Below are some of the areas where drag is commonly created and some ideas on how to focus on this
Areas that cause drag and how to correct them
- Tight hip flexors causing low leg position – Work on hip flexor mobility, every day. This simple stretch is good enough
- Ankles with poor mobility that point down instead of back – Work on ankle flexion and mobility every day (see photo below – a folded towel behind the knees might help with this to begin with)
- Breath holding causing high chest & low hips – The Bubble, Bubble, Breathe drill from Swim Smooth is a great one to start with. Learning to breathe at exactly the right time will correct this issue and will also help if you suffer from anxiety in the water (i.e. concentrating on your breathing means you can’t think about your fears!)
- Tight lats leading to shortened stroke – Another dry land exercise you can do every single day (see photo below)
- Poor rotation at shoulders and hips leading to square/flat position in the water – including the kick on side drill and the variations (6-1-6 and 6-3-6) will help this as well as working on your kick and also getting the right hand position for the start of the catch.
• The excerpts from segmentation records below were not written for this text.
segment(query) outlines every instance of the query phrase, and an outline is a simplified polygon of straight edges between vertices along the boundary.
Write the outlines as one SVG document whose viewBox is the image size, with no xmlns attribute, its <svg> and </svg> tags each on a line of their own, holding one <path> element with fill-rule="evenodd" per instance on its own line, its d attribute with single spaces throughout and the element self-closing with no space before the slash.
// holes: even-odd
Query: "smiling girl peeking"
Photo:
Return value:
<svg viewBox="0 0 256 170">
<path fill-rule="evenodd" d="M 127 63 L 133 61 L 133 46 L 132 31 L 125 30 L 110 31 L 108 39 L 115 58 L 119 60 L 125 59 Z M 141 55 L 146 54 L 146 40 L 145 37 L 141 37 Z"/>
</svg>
Triple win!
- Crossing centre line on hand entry or just after which is counter balance by scissor kick – This fault causes a wiggle in the stroke and is often counter balanced by a scissor kick. Catch up stroke with a kick board may help to correct both
- Poor core control allow hips to wiggle – More dry land work to strengthen your core. Try this Bridge Complex which will take no more than 2 minutes. Kicking on side will also help with this.
Here’s how your swim programme might look, going forward:
- Maintain swim volume
- Adjust mindset in short term to one of swimming the same time with less effort
- Reduce high intensity work to one key block per week as 15-20% of overall weekly volume, or a small block in each session totalling same amount. For example, assume 3 x 2500m/week (7500m total) options = 1 block of 1500m or 3 x 500m at CSS pace or above
- Add more kicking to create balance and rhythm in stroke
- Add more dry land work to increase mobility in ankles, hips, upper back, shoulders and lats
- Pay a lot of attention to breathing patterns to help with body position and relaxation in water
- If possible increase swim frequency. Keeping the same volume but dividing that up into smaller chunks will help your feel for the water because you will be swimming more regularly, and working on all the other items mentioned above.
Hopefully you can now appreciate where I’m coming from. Focus on efficiency in the water first, with intensity second. In time as your stroke and body position improve, you can add more intensity (although I’m not sure it should ever be more than 20-25% of your total swimming volume), and you may find that you have made more progress than you ever thought possible.